Lo que se esperaba fuera un frente común o unión de fuerzas político electorales está resultando un rotundo fracaso, una alianza que prácticamente nació sin vida y hoy está muerta, los Priistas no ven con buenos ojos trabajar en equipo con quienes en apariencia fueron siempre sus contrincantes y los Panistas no pueden entender cómo se dejaron de lado todos sus principios e ideologías para terminar sumándose como ayudantes del PRI.
Dentro del partido Acción Nacional saben que trabajar de manera abierta y en comunión con el PRI es como firmar la sentencia de muerte de un partido que de por sí ya se encontraba agonizante, las supuestas causas que emblemáticamente un día defendieron hoy se van por la borda.
En Estados como Campeche, Colima o Guadalajara los niveles de rechazo a dicha alianza son sumamente altos arriba del 72%, lo mismo sucede cuando se cuestiona sobre la misma en otras entidades como Nuevo León, Coahuila o Sonora.

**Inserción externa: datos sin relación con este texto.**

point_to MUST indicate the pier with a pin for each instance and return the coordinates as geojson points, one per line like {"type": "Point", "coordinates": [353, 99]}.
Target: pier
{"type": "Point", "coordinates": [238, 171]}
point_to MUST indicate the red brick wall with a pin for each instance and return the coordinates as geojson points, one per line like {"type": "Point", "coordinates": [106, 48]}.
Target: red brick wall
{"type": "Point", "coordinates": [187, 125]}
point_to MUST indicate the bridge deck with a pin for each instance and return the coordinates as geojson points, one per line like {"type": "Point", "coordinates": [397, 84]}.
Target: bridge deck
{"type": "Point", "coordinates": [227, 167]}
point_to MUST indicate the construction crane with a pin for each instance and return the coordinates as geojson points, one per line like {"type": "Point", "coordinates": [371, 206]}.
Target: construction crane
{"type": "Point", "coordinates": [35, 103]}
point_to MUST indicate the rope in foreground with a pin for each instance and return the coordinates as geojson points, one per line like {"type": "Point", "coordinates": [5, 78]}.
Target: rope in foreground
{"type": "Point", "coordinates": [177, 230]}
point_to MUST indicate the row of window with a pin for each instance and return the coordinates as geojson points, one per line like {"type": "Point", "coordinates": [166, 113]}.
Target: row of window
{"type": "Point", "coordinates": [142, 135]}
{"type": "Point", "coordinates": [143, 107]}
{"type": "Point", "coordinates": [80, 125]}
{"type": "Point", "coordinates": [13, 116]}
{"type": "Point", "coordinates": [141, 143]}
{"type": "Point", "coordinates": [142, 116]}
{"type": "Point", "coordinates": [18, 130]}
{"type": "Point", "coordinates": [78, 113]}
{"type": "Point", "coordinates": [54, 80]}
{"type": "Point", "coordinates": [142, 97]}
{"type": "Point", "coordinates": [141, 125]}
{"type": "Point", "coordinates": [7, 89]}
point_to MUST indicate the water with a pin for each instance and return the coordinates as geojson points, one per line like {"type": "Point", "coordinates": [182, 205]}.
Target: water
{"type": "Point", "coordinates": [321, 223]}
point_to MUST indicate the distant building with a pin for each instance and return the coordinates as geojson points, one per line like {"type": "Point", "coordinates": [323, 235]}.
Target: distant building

La citada alianza PRI-PAN-PRD fue orquestada principalmente por el partido Revolucionario Institucional, en algunos Estados está conformada legalmente y en otros es de facto, ver al PRD de comparsa del PRI no causa extrañeza pero pensar en el PAN de la mano con ellos es una total aberración.
Ningún ciudadano que se diga opositor a la corrupción, el engaño, el saqueo, la impunidad, el descaro y las malas prácticas de la política estaba conforme de votar por esa alianza ni en lo general ni lo particular.
Movimiento Ciudadano es el único partido que compite en estas elecciones sin coaliciones ni alianzas, ello le ha ganado ser considerado como la tercera vía y mejor opción para enfrentar a Morena así como para construir una nueva forma de hacer política.